Started to work in Munich, Germany :)

I just learned that I passed my Master thesis. Next step: finding a job. Preferably in the computer security area (e.g. pentesting / security engineering) or in software engineering (e.g. Linux/C++/C/...).

I started to solve problems on Open Kattis. We used the platform for some courses at KTH and I like problem solving so the shoe fits :) Currently I’m around rank 250 and aiming for top 100.

All the old photos migrated away from my website and are now part of Jana’s sand-islets.de website. So if you have old bookmarks don’t be surprised if the photos are no longer at their usual place. I put a note at all the old locations with a link to the new gallery on Jana’s website.

I polished most of the website’s style following Butterick’s amazing book on typography. I hope you like it. Suggestions for further improvements are always welcome ;)

2 factor authentication is now enabled for Roundcube and Nextcloud (I’m using FreeOTP on my phone). Next milestone: Single Sign On…

Please stop using my old GPG key FFF578DA. My laptop and backup got stolen so I no longer have access. The keys are not compromised. Laptop and backup are encrypted. I’m sorry for the inconvenience. My new key is available here. Unfortunately the old key can not be revoked since all 3 copies of the revocation certificate were on now stolen hardware.

Starting now all my hosts use Let’s Encrypt certificates. There are no warnings to be expected because the keys have been pinned in time.

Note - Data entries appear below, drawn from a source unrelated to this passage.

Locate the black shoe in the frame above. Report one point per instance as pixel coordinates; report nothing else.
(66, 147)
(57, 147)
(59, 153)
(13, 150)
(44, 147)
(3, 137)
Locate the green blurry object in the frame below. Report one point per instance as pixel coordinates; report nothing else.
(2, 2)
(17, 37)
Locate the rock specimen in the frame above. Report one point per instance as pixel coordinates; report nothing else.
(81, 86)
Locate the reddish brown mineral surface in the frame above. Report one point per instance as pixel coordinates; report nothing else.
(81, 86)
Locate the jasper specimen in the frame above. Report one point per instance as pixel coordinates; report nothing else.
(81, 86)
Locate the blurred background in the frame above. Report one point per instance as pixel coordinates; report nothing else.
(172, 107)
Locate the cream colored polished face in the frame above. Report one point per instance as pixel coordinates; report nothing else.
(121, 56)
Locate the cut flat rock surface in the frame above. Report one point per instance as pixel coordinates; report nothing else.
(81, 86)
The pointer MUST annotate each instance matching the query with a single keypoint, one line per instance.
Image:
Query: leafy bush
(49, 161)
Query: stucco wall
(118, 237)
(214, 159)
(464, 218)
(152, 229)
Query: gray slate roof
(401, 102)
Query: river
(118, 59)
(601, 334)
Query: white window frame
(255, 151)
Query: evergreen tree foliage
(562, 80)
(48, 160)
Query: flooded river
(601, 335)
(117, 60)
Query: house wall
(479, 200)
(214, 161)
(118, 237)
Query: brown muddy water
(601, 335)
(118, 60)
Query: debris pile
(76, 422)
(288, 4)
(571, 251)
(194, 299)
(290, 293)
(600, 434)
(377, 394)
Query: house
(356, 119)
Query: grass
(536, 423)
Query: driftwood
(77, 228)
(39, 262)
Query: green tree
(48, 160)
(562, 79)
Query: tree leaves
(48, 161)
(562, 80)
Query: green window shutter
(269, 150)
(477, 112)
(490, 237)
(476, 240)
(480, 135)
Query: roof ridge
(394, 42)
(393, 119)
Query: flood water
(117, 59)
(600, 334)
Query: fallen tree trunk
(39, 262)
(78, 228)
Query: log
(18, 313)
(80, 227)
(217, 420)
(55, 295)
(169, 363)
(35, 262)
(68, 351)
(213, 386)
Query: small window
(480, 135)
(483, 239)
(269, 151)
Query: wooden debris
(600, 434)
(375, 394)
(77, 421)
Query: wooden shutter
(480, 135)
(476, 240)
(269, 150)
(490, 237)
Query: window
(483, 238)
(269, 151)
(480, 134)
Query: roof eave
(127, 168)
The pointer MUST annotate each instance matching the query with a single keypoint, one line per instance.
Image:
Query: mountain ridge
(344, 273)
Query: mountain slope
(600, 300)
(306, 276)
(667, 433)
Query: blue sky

This is just a collection of random stuff I think people should know about.

Sand Islets

Check out Jana’s website. She uploads a lot of amazing photos. The whole website is a project of the two of us: She is providing amazing content and I’m getting a chance to play around with django.

Comedy Wildlife

The Comedy Wildlife Photography awards website has a lot of hilarious photos. It’s a collection of high quality funny wildlife photography and definitely worth the time.

Spurious Correlations

Spurious correlations is a nice collection of seemingly unrelated stuff that highly correlates.


Jan makes amazing chili and recently started a new website (in German). My personal favorite so far is “Sonniger Süden”: a very hot (8 out of 10 points) and tasty chili sauce with pineapple.